When a family breaks up it is a time of upheaval and distress. It doesn’t matter how long you have been together with your partner, when children are involved it makes the situation even more upsetting. It is in these times that careful considerations need to be taken as the actions which occur during the break up could have lifelong implications. Sometimes couples even stay together under duress for the sake of the children but more often than not these circumstances cannot continue long term and at some point you will still have to deal with the split eventually. Everybody will have different circumstances but there are some things which you can do in almost all cases which will help to keep your children as unaffected as possible and allow them to carry on with their lives positively. You have to think that this is not the end but rather a new chapter and so you need to do all of the right things now to ensure the next part of your story pans out the best way possible.
Talk with Each Other
This might seem improbable at first but you need to find a way to communicate effectively with your previous partner. By speaking you will be able to find solutions to the issues at hand or at least explore and discuss them. By not communicating you will end up undoubtedly arguing more and you will build up a resentment to one another. Remember that you used to be able to talk amicably and try to take an almost detached business-like approach to the matter. Swallow your pride and remind yourself that this is for your children and their future wellbeing. By sitting down and talking it may be possible to find middle ground or negotiate certain things. In some cases, couples who split can resolve everything before even getting to legal proceedings and this will not only help the smooth running of everything but allow the impact on the children to be minimised.

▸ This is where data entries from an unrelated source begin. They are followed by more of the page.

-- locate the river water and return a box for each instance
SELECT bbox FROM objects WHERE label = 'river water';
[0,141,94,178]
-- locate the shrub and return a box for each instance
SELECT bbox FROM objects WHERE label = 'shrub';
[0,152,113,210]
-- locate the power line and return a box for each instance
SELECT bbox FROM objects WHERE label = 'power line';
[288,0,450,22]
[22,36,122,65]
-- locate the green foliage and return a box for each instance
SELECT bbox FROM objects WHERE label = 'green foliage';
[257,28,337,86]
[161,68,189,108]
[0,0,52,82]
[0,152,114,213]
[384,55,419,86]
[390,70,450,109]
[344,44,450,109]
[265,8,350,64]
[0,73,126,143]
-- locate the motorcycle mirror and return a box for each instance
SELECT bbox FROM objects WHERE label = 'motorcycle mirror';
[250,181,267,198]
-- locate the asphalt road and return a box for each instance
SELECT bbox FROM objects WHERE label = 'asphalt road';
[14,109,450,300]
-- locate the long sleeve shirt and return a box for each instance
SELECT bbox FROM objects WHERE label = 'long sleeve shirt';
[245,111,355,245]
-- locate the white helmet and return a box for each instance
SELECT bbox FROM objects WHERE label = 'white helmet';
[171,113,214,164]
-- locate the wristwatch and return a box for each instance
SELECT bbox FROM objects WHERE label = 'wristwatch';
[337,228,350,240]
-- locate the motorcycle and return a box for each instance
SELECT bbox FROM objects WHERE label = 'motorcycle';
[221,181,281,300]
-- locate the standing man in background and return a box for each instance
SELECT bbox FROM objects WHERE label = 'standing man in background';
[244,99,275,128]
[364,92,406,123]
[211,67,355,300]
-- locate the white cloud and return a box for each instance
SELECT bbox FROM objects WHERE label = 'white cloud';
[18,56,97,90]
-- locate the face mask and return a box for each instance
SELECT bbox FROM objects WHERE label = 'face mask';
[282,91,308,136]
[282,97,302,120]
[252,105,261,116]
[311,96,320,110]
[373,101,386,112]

Act Properly in Front of the Children
One of the worst things which you can do during a split is to scream and argue at each other in front of your kids. You should be doing everything in your powers to shelter them from the conflict and so rowing in the presence of your children is certainly not going to be doing that. Be mindful of what you say to them also about the other parent. Don’t use them as agony aunts to complain about the bad things your ex has done or bad mouth them. Children will not understand what is going on but they may very well remember some of the things you say to them. Chances are they will repeat these to the other parent and this could make life more difficult and relationships even more frosty. It is highly likely that your previous partner has done nothing bad towards them and so saying negative things about them to the children can be deeply upsetting and even divisive.
Speak to the Children
This can be very dependent on the age of your children. With young children you may just need to say that daddy is going away to live somewhere else now but you will see him every week or something equivalent. Older children however will probably have lots of questions. You need to try to answer that everything that is happening is not their fault and constantly reassure them of this. You can choose to say you are splitting or not but you need to communicate certain elements of the situation to them. At some point you are likely to be seeking the aid of qualified lawyers and doing lots of other things which will seem alien and scary to your children so make sure they are looked after throughout. Your children often understand more than you think and can often think in a very matter of fact way so you might be surprised how receptive they are to you speaking with them. Speak with your ex to ensure you are saying the same things wherever possible so they are not being confused. No matter how tired or stressed you are always find the time for them at this point more than ever.